Okay. Yes. That’s quite a different kind of mine to what I guess we’d been envisaging previously.

Ludwig Eybers

Analyst

Yes. It’s a -- the grades are much better than Sunrise Dam.

David Haughton

Analyst

All right. I’ll just leave it there for someone else. Thank you.

Operator

Operator

Thank you. The next question comes from John Tumazos of John Tumazos Independent Research.

John Tumazos

Analyst

Thank you very much. Do you anticipate any significant changes as Kelvin succeeds? Barrick’s Chairman makes what he calls Tier 1 gold mines over 500,000 ounces with very low cost. Of course, your largest mine Geita doesn’t quite reach that threshold. Do you see AngloGold’s portfolio of 16 smaller mines is too much of a management challenge?

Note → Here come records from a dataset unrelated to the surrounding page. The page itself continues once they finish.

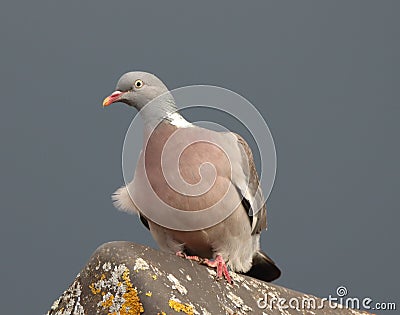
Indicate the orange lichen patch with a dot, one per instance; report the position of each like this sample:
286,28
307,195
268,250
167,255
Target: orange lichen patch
180,307
109,302
132,304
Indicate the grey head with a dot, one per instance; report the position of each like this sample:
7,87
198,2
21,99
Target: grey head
136,89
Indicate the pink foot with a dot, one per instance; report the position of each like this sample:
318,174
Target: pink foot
222,269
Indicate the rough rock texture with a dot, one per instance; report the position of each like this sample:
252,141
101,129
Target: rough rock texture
126,278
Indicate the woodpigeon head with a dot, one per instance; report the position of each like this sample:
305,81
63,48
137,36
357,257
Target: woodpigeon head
136,89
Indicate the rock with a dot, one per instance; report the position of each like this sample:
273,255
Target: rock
126,278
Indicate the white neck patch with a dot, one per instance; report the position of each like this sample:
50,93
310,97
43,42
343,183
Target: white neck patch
177,120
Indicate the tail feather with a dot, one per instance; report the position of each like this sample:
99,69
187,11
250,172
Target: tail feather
263,268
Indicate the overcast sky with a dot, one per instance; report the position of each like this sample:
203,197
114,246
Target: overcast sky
325,76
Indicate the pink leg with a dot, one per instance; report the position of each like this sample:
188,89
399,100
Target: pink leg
222,269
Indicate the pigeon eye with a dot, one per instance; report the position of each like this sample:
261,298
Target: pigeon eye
138,83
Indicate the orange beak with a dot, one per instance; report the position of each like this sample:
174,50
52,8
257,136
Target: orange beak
114,97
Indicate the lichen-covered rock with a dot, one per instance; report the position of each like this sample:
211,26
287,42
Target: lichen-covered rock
129,279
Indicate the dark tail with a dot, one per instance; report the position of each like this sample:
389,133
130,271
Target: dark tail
263,268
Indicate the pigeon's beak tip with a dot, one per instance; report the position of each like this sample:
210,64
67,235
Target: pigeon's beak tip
107,101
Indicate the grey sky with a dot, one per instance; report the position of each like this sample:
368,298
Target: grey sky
325,76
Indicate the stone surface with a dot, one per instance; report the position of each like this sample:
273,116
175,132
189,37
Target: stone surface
126,278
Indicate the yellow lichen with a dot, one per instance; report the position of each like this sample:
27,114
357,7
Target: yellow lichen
109,302
132,304
94,289
180,307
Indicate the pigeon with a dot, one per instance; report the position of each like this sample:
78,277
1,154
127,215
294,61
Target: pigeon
196,190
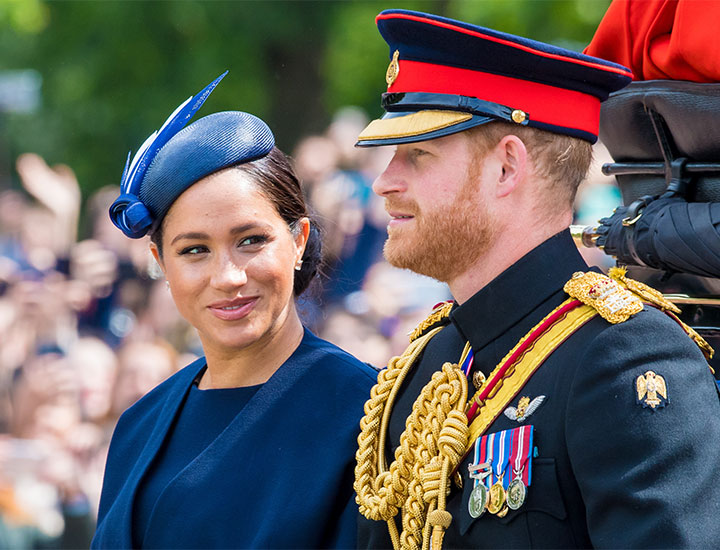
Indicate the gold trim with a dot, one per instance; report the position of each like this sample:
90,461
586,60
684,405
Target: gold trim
686,299
414,124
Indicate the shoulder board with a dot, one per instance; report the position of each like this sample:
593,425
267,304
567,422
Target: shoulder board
610,299
644,292
440,315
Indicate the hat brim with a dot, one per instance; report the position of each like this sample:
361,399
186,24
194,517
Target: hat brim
409,127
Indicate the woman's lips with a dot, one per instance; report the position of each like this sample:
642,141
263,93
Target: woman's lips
232,310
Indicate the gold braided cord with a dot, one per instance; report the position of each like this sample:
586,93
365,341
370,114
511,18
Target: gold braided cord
431,446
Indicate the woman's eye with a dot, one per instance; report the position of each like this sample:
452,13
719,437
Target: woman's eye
255,239
418,152
193,250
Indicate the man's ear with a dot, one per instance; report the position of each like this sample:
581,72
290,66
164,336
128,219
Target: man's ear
512,155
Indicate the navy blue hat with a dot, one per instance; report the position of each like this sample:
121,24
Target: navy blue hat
446,76
174,158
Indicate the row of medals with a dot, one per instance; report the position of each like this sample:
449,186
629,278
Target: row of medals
496,500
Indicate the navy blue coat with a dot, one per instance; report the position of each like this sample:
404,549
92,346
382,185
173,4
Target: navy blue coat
609,473
280,475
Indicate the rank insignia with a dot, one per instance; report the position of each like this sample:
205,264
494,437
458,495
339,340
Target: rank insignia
524,409
651,390
611,300
393,69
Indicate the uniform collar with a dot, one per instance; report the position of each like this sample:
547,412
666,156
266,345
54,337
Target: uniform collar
518,290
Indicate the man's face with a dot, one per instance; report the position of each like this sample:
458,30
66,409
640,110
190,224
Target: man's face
433,192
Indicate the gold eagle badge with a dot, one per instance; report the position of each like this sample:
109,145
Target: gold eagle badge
651,390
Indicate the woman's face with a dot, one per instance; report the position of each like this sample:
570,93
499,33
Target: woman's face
229,258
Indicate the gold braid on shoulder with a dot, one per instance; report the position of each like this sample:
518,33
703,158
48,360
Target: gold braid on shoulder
432,445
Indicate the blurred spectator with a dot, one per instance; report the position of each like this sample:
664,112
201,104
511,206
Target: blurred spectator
597,197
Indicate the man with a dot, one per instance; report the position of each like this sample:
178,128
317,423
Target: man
549,405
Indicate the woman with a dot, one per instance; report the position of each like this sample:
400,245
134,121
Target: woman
251,446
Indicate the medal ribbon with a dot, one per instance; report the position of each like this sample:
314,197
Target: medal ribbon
501,449
480,456
527,437
521,450
490,446
467,364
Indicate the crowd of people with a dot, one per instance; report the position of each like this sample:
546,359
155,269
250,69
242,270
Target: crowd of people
88,325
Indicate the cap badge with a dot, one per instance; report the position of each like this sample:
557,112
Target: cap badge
524,409
651,390
518,116
393,69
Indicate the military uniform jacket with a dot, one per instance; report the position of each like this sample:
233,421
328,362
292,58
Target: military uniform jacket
279,476
609,473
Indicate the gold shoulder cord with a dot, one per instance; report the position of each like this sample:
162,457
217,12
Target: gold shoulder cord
437,435
431,447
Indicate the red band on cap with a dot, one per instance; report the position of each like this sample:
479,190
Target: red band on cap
504,42
543,103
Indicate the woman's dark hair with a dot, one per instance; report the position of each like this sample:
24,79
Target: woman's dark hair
276,178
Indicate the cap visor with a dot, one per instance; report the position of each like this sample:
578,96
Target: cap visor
403,127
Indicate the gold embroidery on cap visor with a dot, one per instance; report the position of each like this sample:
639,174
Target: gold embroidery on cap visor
413,124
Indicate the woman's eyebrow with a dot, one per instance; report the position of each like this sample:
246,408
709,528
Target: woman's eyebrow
190,235
202,236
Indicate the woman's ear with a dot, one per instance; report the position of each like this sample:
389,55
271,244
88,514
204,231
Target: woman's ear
512,154
302,233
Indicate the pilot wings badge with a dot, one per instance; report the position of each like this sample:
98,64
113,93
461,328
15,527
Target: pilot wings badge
524,409
651,390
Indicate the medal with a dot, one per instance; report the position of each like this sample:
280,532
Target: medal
521,448
478,501
496,499
516,494
500,444
478,379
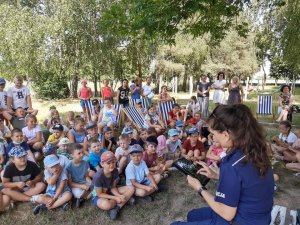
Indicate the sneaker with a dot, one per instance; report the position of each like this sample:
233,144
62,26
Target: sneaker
161,188
66,206
131,201
148,198
39,208
113,213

Srinivasan Venkatakrishnan

Analyst

I’ll take that one actually. In terms of your question, really, it’s one for Kelvin, if I may. But certainly, Kelvin is aware of our portfolio. We have actually slim the portfolio down from 21 to around 13 core mines. In reality, I do know that Barrick went on a particular strategy to sort of focus on 6 or 7 key assets of large-scale and cash flow. But there is up to Kelvin in terms of what he wants to do in terms of the portfolio. But, certainly, he is aware of all the brownfields options which are within our portfolio, certainly in terms of Brazil, likewise in terms of various parts in Africa and Australia as well. But to be fair, I’d rather he answer this question in the next conference call in a month’s time, or in 2 months time.

Operator

Operator

[Operator Instructions] So, we don’t seem to have any further questions in the queue. Do you have any closing comments?

Srinivasan Venkatakrishnan

Analyst

Nothing from my side operator. Once again, I can thank everyone on the call for the support they have provided and certainly wishing AngloGold Ashanti many years of prosperity ahead. Thank you.

Operator

Operator

Thank you, sir. On behalf of AngloGold Ashanti team, that concludes our earnings conference. Thank you for joining us. You may disconnect your lines.